In general, Glass Lewis says, companies on the Underpaid 25 lists “substantially outperformed their Overpaid 25 counterparts, as well as paid their top executives far less in total compensation.”
The average S&P 500 company on the Underpaid 25 list, for instance, posted $1.26 billion in net income and showed 60% earnings per share growth. The average S&P 500 entrant to the Overpaid 25 list, by contrast, lost $373 million and posted an arithmetic-defying 101% decline in per-share earnings.
Meanwhile the median pay for the big but underpaid group, led by Amazon’s Jeff Bezos, Apple’s Steve Jobs and Goldman Sachs’ Lloyd Blankfein, was $3.4 million. That’s not exactly peanuts, but it’s less than a third of the $11.7 million comparable figure for overpaid big-company CEOs typified by Sprint’s Dan Hesse, who has made the list an impressive three years running.
Yet there is one area in which the overpaid CEOs clearly did better: The average S&P 500 company led by an overpaid CEO posted a 59% stock gain last year, compared with a 54% gain for those led by an underpaid CEO.

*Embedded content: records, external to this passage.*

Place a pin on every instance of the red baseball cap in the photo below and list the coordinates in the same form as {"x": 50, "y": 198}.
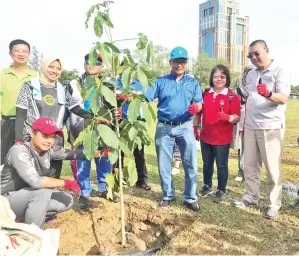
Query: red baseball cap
{"x": 47, "y": 126}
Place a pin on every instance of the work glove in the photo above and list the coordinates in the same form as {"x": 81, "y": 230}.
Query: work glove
{"x": 262, "y": 89}
{"x": 196, "y": 132}
{"x": 193, "y": 109}
{"x": 72, "y": 185}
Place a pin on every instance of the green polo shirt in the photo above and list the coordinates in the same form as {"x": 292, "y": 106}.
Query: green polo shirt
{"x": 10, "y": 88}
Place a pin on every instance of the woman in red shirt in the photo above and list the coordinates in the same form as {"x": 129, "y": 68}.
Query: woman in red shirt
{"x": 220, "y": 111}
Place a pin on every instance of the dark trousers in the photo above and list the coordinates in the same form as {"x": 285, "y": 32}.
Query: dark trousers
{"x": 140, "y": 165}
{"x": 220, "y": 154}
{"x": 7, "y": 137}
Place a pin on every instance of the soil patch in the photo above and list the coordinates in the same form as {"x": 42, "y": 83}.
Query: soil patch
{"x": 97, "y": 231}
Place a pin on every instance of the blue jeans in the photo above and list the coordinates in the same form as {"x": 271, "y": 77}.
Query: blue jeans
{"x": 220, "y": 153}
{"x": 183, "y": 136}
{"x": 103, "y": 167}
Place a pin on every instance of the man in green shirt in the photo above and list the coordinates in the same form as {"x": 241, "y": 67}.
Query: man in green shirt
{"x": 11, "y": 80}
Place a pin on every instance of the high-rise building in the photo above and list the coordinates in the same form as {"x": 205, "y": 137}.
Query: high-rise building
{"x": 223, "y": 33}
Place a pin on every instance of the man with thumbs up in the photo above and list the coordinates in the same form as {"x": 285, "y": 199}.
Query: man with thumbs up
{"x": 268, "y": 89}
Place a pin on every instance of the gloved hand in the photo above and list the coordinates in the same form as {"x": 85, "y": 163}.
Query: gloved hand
{"x": 72, "y": 185}
{"x": 193, "y": 109}
{"x": 262, "y": 89}
{"x": 196, "y": 132}
{"x": 122, "y": 97}
{"x": 104, "y": 122}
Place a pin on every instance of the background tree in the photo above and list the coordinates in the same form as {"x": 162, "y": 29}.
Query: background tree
{"x": 203, "y": 66}
{"x": 35, "y": 59}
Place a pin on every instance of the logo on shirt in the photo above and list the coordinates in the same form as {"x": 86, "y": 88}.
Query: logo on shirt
{"x": 49, "y": 100}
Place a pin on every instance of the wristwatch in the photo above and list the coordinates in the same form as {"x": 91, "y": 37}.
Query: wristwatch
{"x": 270, "y": 95}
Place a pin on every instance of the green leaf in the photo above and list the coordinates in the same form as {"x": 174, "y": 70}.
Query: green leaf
{"x": 109, "y": 95}
{"x": 126, "y": 77}
{"x": 133, "y": 133}
{"x": 113, "y": 155}
{"x": 141, "y": 44}
{"x": 98, "y": 26}
{"x": 106, "y": 20}
{"x": 104, "y": 50}
{"x": 123, "y": 146}
{"x": 110, "y": 181}
{"x": 90, "y": 144}
{"x": 112, "y": 47}
{"x": 95, "y": 102}
{"x": 108, "y": 136}
{"x": 133, "y": 110}
{"x": 142, "y": 78}
{"x": 149, "y": 52}
{"x": 130, "y": 173}
{"x": 92, "y": 56}
{"x": 146, "y": 114}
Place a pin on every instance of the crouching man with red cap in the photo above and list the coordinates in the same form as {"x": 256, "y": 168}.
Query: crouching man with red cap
{"x": 25, "y": 180}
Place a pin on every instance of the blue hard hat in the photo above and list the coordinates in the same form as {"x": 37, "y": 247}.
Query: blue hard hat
{"x": 178, "y": 52}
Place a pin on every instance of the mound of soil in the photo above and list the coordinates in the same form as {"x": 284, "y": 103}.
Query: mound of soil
{"x": 97, "y": 231}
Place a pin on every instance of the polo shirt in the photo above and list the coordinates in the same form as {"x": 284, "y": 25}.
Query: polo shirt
{"x": 137, "y": 87}
{"x": 10, "y": 88}
{"x": 262, "y": 113}
{"x": 174, "y": 97}
{"x": 213, "y": 131}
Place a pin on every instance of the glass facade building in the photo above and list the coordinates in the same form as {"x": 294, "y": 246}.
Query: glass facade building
{"x": 223, "y": 33}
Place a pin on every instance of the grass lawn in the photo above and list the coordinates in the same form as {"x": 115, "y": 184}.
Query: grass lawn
{"x": 223, "y": 229}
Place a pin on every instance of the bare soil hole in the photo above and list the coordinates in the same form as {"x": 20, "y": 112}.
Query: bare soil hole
{"x": 97, "y": 232}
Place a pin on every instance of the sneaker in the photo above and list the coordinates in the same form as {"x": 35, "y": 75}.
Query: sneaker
{"x": 243, "y": 203}
{"x": 175, "y": 171}
{"x": 239, "y": 178}
{"x": 219, "y": 197}
{"x": 271, "y": 213}
{"x": 84, "y": 203}
{"x": 165, "y": 203}
{"x": 115, "y": 198}
{"x": 192, "y": 206}
{"x": 206, "y": 190}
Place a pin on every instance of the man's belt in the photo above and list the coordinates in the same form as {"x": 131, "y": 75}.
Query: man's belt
{"x": 8, "y": 117}
{"x": 173, "y": 122}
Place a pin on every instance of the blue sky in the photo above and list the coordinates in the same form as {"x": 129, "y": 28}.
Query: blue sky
{"x": 56, "y": 27}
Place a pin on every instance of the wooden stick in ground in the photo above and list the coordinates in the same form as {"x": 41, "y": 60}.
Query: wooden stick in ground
{"x": 122, "y": 206}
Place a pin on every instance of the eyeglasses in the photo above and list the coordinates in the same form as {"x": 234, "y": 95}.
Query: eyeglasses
{"x": 222, "y": 77}
{"x": 178, "y": 62}
{"x": 250, "y": 55}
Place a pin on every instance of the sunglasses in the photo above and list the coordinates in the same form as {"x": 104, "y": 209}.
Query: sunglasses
{"x": 98, "y": 63}
{"x": 250, "y": 55}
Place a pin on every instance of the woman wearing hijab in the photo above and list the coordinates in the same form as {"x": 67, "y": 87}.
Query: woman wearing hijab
{"x": 42, "y": 97}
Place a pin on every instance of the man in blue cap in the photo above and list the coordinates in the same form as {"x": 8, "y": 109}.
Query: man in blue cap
{"x": 179, "y": 98}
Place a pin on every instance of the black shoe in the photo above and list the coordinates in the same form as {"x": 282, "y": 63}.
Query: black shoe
{"x": 84, "y": 203}
{"x": 205, "y": 191}
{"x": 192, "y": 206}
{"x": 115, "y": 198}
{"x": 165, "y": 203}
{"x": 219, "y": 197}
{"x": 144, "y": 186}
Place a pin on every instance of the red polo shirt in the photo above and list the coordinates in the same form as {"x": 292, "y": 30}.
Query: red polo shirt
{"x": 216, "y": 132}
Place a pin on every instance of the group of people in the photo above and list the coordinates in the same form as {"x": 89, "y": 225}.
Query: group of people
{"x": 35, "y": 107}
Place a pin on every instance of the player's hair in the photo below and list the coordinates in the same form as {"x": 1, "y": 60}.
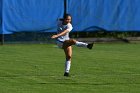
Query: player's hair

Obviously, a five-point spread doesn’t make shareholders rich beyond their wildest dreams or excuse the boards that are merrily squandering scarce corporate resources. Glass Lewis says it produces the report in part to identify companies “whose compensation practices may expose shareholders to undue risk.”
Still, what’s going on here? You could argue the surprise is an artifact of timing: the report covers fiscal 2009, in which stocks plunged early in the year before bottoming in March. They then took off in near vertical fashion, with the biggest gains concentrated among the riskier players — the so-called junk rally. It stands to reason that if you were going to average a $373 million loss, this might well have been the year to do it.

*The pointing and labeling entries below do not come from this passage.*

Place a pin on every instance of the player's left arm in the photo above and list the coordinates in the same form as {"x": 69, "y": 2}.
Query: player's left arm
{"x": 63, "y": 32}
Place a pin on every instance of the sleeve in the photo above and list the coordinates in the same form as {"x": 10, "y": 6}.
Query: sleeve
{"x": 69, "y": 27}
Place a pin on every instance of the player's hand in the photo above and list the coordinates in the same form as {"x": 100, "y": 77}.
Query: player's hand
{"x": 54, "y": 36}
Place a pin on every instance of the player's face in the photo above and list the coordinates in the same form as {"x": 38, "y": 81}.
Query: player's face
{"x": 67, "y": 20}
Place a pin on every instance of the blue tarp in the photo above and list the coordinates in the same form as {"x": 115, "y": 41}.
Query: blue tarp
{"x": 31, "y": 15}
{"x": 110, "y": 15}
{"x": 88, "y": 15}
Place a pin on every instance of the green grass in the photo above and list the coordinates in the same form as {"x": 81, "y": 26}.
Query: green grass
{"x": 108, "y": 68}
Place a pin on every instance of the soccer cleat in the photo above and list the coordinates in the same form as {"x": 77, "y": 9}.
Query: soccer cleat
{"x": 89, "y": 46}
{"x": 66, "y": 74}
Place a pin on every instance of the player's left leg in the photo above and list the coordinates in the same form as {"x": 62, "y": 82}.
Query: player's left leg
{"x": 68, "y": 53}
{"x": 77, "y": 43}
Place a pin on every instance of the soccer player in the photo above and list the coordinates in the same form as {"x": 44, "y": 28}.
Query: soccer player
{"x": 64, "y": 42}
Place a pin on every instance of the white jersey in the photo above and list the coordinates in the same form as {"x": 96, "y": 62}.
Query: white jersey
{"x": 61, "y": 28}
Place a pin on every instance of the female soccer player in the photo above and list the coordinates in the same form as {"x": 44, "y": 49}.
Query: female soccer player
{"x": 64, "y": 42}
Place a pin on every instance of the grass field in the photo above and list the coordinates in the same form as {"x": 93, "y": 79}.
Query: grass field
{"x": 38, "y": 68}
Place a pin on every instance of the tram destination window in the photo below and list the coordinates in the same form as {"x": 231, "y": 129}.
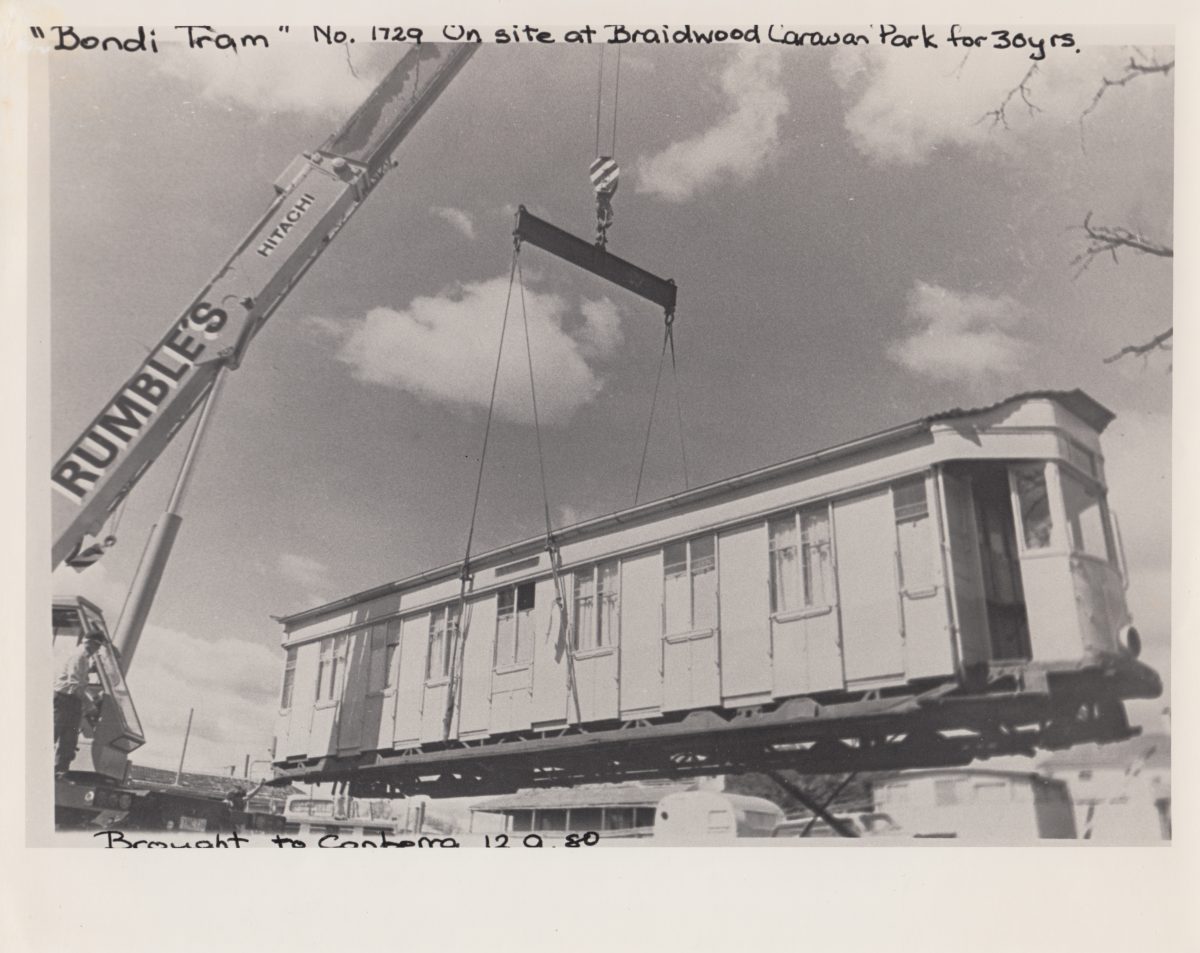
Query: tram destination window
{"x": 330, "y": 663}
{"x": 1035, "y": 503}
{"x": 1086, "y": 521}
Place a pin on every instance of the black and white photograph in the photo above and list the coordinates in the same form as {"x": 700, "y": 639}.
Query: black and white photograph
{"x": 600, "y": 430}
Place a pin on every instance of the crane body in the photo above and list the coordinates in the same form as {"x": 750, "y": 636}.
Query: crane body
{"x": 313, "y": 199}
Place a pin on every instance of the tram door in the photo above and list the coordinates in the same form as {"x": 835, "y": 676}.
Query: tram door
{"x": 966, "y": 568}
{"x": 868, "y": 587}
{"x": 927, "y": 642}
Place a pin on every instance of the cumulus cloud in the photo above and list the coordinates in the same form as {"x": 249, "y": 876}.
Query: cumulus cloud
{"x": 305, "y": 78}
{"x": 1138, "y": 471}
{"x": 231, "y": 683}
{"x": 959, "y": 336}
{"x": 738, "y": 145}
{"x": 311, "y": 574}
{"x": 456, "y": 217}
{"x": 903, "y": 108}
{"x": 443, "y": 348}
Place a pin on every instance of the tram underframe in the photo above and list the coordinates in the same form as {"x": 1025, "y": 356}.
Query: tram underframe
{"x": 1015, "y": 712}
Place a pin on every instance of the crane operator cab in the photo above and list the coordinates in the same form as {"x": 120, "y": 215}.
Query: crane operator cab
{"x": 106, "y": 742}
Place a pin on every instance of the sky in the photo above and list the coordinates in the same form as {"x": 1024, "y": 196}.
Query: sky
{"x": 856, "y": 243}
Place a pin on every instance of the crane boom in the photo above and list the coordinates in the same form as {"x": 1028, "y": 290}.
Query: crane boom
{"x": 315, "y": 197}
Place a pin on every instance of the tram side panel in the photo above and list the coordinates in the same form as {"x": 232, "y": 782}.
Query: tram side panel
{"x": 478, "y": 655}
{"x": 745, "y": 621}
{"x": 411, "y": 679}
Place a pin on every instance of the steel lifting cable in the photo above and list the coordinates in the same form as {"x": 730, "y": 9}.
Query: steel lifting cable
{"x": 616, "y": 103}
{"x": 667, "y": 342}
{"x": 551, "y": 545}
{"x": 465, "y": 576}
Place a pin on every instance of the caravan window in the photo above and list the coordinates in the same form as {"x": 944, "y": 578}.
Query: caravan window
{"x": 801, "y": 561}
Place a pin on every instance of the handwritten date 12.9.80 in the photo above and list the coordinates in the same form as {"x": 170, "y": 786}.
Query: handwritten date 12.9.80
{"x": 583, "y": 839}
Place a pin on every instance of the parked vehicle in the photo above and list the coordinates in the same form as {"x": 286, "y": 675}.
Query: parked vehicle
{"x": 865, "y": 825}
{"x": 713, "y": 817}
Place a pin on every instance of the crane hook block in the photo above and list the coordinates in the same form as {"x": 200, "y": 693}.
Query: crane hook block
{"x": 595, "y": 259}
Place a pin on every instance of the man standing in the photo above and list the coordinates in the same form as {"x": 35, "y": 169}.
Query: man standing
{"x": 70, "y": 694}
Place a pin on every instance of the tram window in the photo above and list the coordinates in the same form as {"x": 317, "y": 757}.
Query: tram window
{"x": 324, "y": 671}
{"x": 801, "y": 576}
{"x": 1085, "y": 517}
{"x": 514, "y": 625}
{"x": 689, "y": 585}
{"x": 913, "y": 534}
{"x": 1031, "y": 492}
{"x": 443, "y": 625}
{"x": 289, "y": 677}
{"x": 597, "y": 605}
{"x": 389, "y": 654}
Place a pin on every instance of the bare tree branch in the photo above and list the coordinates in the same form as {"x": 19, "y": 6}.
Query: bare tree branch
{"x": 999, "y": 115}
{"x": 1134, "y": 70}
{"x": 1158, "y": 342}
{"x": 1108, "y": 239}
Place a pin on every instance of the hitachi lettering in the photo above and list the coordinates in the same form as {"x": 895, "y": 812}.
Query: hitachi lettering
{"x": 123, "y": 420}
{"x": 286, "y": 225}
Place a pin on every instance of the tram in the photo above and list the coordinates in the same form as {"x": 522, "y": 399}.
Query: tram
{"x": 946, "y": 589}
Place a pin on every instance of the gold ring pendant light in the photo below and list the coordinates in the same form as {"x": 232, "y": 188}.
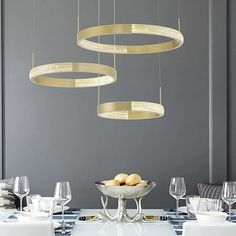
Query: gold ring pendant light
{"x": 175, "y": 37}
{"x": 129, "y": 110}
{"x": 43, "y": 74}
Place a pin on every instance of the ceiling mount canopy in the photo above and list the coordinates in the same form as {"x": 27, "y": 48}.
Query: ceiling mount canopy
{"x": 43, "y": 74}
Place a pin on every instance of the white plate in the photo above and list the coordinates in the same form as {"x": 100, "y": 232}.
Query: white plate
{"x": 31, "y": 217}
{"x": 183, "y": 209}
{"x": 56, "y": 210}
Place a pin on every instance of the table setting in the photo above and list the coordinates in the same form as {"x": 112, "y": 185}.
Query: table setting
{"x": 53, "y": 216}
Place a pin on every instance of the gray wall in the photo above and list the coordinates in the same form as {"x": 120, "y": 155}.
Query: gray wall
{"x": 231, "y": 90}
{"x": 54, "y": 134}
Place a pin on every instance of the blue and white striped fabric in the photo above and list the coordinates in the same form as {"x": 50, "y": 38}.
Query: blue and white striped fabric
{"x": 177, "y": 224}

But the outperformance of S&P 500 fat cats wasn’t repeated by their overpaid compatriots in the small stock sample of the Glass Lewis report, the Russell 3000.
In that case, the median overpaid CEO drew $6.9 million in compensation — more than 11 times as much as the median underpaid chief. But companies led by underpaid CEOs, such as Daniel Baker of nanotechnologist NVE , posted an average stock gain of 143% — more than triple the gain of overpayers such as NCR , the automated teller machine company once headed by Mark Hurd and now piloted by former Cisco exec Bill Nuti.
So the mystery of the S&P 500 fat cat gap remains. Nuti, for his part, received* $7 million in 2009 — a year in which the company deserted its longtime home base of Dayton, Ohio, lost $33 million and saw its stock drop 21%. For one man, at least, NCR truly is a cash machine.
*Update Oct. 18: NCR takes issue with my original phrasing, “took home,” because Nuti didn’t take a lot of it home. Indeed, a spokesman says Nuti relinquished about half of the indicated $7 million as a result of the company’s failure to meet performance targets.
Fair enough. So Nuti ended up taking home a measly $3.4 million for a year in which the company and its shareholders both lost millions. That’ll teach him.